The authors have declared that no competing interests exist.

Figures

Fig 1
Fig 1. Flowchart of our proposed prediction pipeline.
Fig 2
Fig 2. Performance of Deep-m6A.
(A) shows the IP reads count coverage in the 101-nt positive and negative training samples. The x-axis denotes the relative location of the nucleotides in the sample sequences, where the 51st position is the center A of the DRACH motif and the 1st position is the 5’ end of the sequence. The IP expression level represents the IP reads input RCnorm. (B) and (C) are the ROC and PR curves of Deep-m6A-S and Deep-m6A obtained from the 10-fold CV on the HEK293 training data. (D) and (E) are performances of Deep-m6A, Deep-m6A-S, SRAMP-Mature and SRAMP-Full model on the independent MOLM13 data. The number after the method names are corresponding area under the curve (AUC).
Fig 3
Fig 3. Analysis of predicted m6A sites in 75 human samples.
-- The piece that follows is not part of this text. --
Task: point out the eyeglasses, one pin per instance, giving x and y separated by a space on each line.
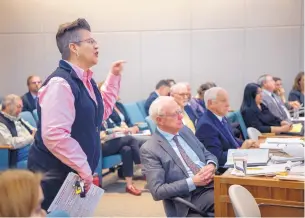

(A) Distribution of the number of occurrence of a predicted single-base m6A site in the 75 samples. (B) Distributions of all predicted m6A sites and sites appeared in more than 12 samples in a meta-mRNA. (C) Distributions of the absolute revised Fisher’s z transformed Pearson correlations of the 49 consensus m6A-regulated genes, 709 m6A-regulated genes identified by HotNet2, and other remaining candidate genes. (D) GO BP and KEGG pathway enrichment result for all 709 m6A-regulated genes. Gene count means the number of genes involved in the corresponding terms and PBenjamini is the adjusted FDR of the enrichment p-value.
Fig 4
Fig 4. The architecture of the proposed CNN model for Deep-m6A.
The input matrix is Msr for Deep-m6A and Ms for Deep-m6A-S.
Fig 5
Fig 5. Gene-disease heterogeneous network.
The top network is gene-gene interaction network, the bottom network is disease-disease similarity network and they are connected by gene-disease relationship (dashed grey lines). The orange gene nodes denoted the m6A regulated genes and the green disease nodes are m6A regulated genes correlated diseases.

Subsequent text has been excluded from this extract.